That’s not have teachers pay works
Looks like she needs to stay of the pork pies
What relevance does your comment have to the issue of teachers striking?
Setting an example perhaps?
What example is that then? That children should judge others based on how they look? That larger people are less worthy then smaller people? That children all need to look a certain way?
Also proves not exactly on starvation wages.
Has that person claimed they are on starvation wages then?
She obviously isn’t a PE teacher it would seem. Probably highly qualified in Wokism.¼
Is it a negative to be alert and aware of social inequalities?
Just had a look at the percentage of students at each island secondary school who get grade 5 or above (mere 60% of possible marks required for grade 5!) in key subjects. The stats are shocking and no you don’t deserve a pay rise.
The island schools get the worst results in the whole of the UK. Dismal.
Maybe because teachers are treated like trash
Threaten them the sack to all of them lazy sods and see what happens! The government to use guts to confront these people not soft pedalling!!
What would sacking the teachers achieve?
A saving?

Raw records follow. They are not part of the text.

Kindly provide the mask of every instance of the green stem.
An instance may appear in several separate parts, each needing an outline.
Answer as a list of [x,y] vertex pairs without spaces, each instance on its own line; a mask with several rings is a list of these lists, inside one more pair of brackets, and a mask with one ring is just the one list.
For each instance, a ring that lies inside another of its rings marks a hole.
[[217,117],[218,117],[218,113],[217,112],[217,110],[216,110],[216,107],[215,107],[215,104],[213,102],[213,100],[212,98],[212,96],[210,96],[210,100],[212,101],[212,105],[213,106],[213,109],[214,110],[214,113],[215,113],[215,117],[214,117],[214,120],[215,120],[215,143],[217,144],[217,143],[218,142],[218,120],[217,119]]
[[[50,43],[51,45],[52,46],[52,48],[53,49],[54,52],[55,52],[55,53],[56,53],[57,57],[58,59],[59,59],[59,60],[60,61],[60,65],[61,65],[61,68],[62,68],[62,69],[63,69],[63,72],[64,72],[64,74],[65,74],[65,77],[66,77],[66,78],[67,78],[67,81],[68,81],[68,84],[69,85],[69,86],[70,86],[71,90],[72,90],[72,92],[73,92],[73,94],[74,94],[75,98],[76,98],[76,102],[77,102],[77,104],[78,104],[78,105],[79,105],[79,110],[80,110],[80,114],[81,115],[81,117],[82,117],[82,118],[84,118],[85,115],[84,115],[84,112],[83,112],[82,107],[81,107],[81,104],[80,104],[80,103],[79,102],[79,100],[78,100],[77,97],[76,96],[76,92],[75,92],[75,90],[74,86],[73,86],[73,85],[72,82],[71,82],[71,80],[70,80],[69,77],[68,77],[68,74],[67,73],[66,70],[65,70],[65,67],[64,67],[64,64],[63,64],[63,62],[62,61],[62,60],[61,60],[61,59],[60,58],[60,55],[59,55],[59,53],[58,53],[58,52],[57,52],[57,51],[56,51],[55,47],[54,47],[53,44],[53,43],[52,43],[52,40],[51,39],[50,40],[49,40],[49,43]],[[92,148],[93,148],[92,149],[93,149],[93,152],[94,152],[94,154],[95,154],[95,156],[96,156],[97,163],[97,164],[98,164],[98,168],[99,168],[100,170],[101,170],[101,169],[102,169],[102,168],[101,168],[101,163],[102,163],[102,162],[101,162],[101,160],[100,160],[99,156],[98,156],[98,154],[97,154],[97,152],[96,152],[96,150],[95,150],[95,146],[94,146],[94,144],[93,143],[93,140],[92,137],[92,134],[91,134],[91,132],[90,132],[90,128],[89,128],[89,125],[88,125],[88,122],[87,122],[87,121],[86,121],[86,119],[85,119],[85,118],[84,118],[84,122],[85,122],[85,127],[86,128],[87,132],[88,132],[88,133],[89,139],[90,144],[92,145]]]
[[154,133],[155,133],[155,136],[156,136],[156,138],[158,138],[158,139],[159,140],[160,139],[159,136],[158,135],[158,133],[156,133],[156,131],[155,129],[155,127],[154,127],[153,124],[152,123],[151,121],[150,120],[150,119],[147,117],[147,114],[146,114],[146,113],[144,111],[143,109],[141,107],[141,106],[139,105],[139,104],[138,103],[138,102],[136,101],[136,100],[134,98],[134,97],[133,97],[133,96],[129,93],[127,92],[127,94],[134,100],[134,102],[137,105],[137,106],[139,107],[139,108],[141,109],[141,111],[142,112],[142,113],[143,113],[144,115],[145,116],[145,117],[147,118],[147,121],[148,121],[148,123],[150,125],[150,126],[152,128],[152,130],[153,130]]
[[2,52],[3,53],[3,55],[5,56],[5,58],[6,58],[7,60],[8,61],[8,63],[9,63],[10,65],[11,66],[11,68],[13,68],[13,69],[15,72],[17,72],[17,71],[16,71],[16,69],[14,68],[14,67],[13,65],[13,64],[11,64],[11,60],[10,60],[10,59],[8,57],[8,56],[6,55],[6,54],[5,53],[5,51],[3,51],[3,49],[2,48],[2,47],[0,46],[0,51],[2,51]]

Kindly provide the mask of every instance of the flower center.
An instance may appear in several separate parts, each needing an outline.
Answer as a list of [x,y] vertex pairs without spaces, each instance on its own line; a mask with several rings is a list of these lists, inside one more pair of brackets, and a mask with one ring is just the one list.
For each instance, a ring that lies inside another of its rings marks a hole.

Can’t imagine GCSE grades would be affected.
My Cousin was a teacher for years and hardly hard work as she used to teach in the prisons in the evenings too to get even more money. So hardly overworked
Most of us working are too tired out to work evenings as well
A woke inadequate bunch of lazy individuals.
Even if the Lollipop guy is off NONE wii done the stick to aid children. Oh so caring. NOT
A saving for who?
All of the people who would no longer be able to work because they would need to be home looking after their children? Oh wait, no not them…
Maybe the government who would now need to be paying all of those extra benefits to the people who are now no longer able to work? Oh not them either…
Maybe you meant the schools who would receive even less funding and likely need to close? Hmm not them…
Please enlighten us?
Y9 onwards don’t need a babysitter. They can sit at home and learn nothing much like they do now in school. Check the GCSE stats for island schools – jobs aren’t being done properly. If you worked in a private sector and massively underperformed, you wouldn’t go on strike asking for more money. Absolute joke and a cheek.
So your serious suggestion is that we get rid of all schooling from year 9 onwards?
What are you talking about people underperforming in a private sector don’t strike or ask for more money? It happens all the time! In every company, if cost of living goes up, unions fight for pay rises.
The difference is, in the private sector, those pay rises are agreed and given.
No child needs education after y9! Send them to the pits like I was!